Je me dis qu’une petite séance de méditation m’aiderait à trouver le sommeil. Alors, je démarrais, par des séries d’inspirations et d’expirations profondes. J’inspirais sur 1, 2, 3 temps, puis bloquais ma respiration, puis j’expirais 1, 2, 3, 4, 5, 6 pour vider entièrement l’air de mes poumons. Je sentais l’air froid pénétrer mes organes respiratoires et ressortir par mes narines à une température plus élevée.

A force, ces va-et-vient d’oxygène avaient un effet bienfaisant. Ma tête ne pensait plus à rien. Je portais ensuite mon attention sur mon pied droit, puis sur le gauche.  Mes orteils semblaient s’étirer vers le plafond, tandis que mes talons s’enfonçaient dans le matelas. Je perdais progressivement la sensation de mes pieds, à la place, j’avais l’impression de deux plumes d’oies qui bougeaient au gré du vent. Cette sensation un peu effrayante au début, devint progressivement agréable. Ensuite, je m’intéressais à mes jambes. Je les sentais s’étirer, s’étirer, jusqu’à se transformer en deux fils de coton, à la fois doux et résistants. Puis, je me concentrais sur mes cuisses, l’une après l’autre. Je les sentais s’enfoncer dans mon matelas Epeda. J’arrivais ainsi  jusqu’à mes épaules, sans que rien ne se passe.

– Je n’y arriverai pas, pensais-je.

Cette situation m’agaçait. Je décidais d’arrêter. Je me levais et ouvrais la fenêtre en grand pour prendre  un bol d’air. Mauvaise idée : l’air froid du dehors fouetta mon visage et me réveilla davantage. 

Dépitée, je retournais dans mon lit, remontais la couverture jusqu’à mes épaules. Je pensais à  cette soutenance et des questions me venaient à l’esprit.

– Serai-je à la hauteur?

– Et mes parents qui viennent de Limoges, qu’en penseront-ils ?

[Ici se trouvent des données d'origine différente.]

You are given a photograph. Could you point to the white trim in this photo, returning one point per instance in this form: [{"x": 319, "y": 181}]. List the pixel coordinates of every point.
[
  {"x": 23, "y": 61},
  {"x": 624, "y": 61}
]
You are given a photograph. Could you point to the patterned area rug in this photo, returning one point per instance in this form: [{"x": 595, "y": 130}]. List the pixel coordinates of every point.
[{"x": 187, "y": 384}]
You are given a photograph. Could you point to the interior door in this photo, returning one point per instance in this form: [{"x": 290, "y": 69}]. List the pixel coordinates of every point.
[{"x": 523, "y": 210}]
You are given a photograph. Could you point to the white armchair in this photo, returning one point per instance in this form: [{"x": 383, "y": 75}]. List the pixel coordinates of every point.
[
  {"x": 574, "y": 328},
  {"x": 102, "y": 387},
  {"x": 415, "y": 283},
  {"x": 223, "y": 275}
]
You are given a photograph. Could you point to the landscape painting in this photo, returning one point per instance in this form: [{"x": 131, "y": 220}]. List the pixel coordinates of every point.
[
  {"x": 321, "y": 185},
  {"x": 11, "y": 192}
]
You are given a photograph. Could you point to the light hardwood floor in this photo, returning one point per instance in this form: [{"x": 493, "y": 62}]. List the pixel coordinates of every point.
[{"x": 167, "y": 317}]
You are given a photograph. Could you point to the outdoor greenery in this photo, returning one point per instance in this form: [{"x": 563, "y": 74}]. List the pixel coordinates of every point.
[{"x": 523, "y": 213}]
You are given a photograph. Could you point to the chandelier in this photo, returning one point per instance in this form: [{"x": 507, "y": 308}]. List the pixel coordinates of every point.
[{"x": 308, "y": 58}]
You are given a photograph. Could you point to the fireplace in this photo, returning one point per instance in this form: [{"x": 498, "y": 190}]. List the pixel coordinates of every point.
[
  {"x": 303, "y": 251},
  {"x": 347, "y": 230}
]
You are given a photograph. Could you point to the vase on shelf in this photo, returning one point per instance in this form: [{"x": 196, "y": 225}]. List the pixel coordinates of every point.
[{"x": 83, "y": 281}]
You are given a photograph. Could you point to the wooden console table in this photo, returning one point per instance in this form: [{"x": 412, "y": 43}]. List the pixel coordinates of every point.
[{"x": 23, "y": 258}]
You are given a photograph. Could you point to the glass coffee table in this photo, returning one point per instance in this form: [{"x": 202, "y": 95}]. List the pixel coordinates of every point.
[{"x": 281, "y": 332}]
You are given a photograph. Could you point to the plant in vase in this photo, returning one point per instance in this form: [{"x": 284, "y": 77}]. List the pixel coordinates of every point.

– Et si cela se passe mal, est-ce que la proposition des « Cahiers du cinéma » tiendra toujours ?

– Et si …Valérie ?

Puis je me réveillai en sursaut.

– Que se passe-t-il ? Quelle heure est-il ?

Je restais immobile un court instant sur mon lit, pour éviter le tournis que j’ai lorsque je me lève brusquement.

– Tous ces rats qui me rongeaient les orteils, ce n’était qu’un affreux cauchemar ! Tout va bien Valérie !

J’entendis la chasse d’eau de l’appartement du dessus.

– Il doit être 5 h 05.

Je le vérifiais sur mon réveil.

– Exact ! Ce cher Monsieur Chevalier définitivement un homme ponctuel ! pensais-je.

Je me levais, marchais jusqu’à la cuisine pour mettre la cafetière en marche. Je portais si vite la tasse à la bouche qu’elle me brûla. Je pestais vertement contre moi-même et  mouillais généreusement mes lèvres à l’eau du robinet de l’évier pour arrêter le feu. Je voulus prendre une douche. Impossible. Le chauffe-eau avait un problème. Je fulminais contre cet appareil qui me rendait la vie dure.

Il était 06h18 lorsque je terminais de me préparer. Il était évidemment trop tôt pour partir, alors je décidais de patienter sur mon canapé. Je me sentais un peu anxieuse ; pour m’occuper, je me mis à énoncer ma présentation : ma problématique, mon plan détaillé, allant  jusqu’à imaginer des questions qui pourraient m’ être posées.

A  force, je fus prise de vertiges. Je voyais flou. Je vis apparaître devant moi, James  Stewart terrifié par des vertiges dans « Sueurs froides »*. J’en fus troublée.

– Tu dois trouver une solution,.. te calmer Valerie ! me disais-je.

C’est ainsi que je démarrais une série de pensées positives à haute voix.

– Je suis détendue…. Je me sens détendue…..Je suis détendue. Je me sens  …..

Après plusieurs répétitions, je sentis la fatigue m’envahir de nouveau.

Alors, je me frottais vigoureusement le visage pour me réveiller. J’ouvris la porte de la salle de bain et débouchai le flacon de Guronsan.

*« Sueurs froides » *, souvent désigné sous son titre original « Vertigo 1 », est un film américain réalisé par Alfred Hitchcock, sorti en 1958.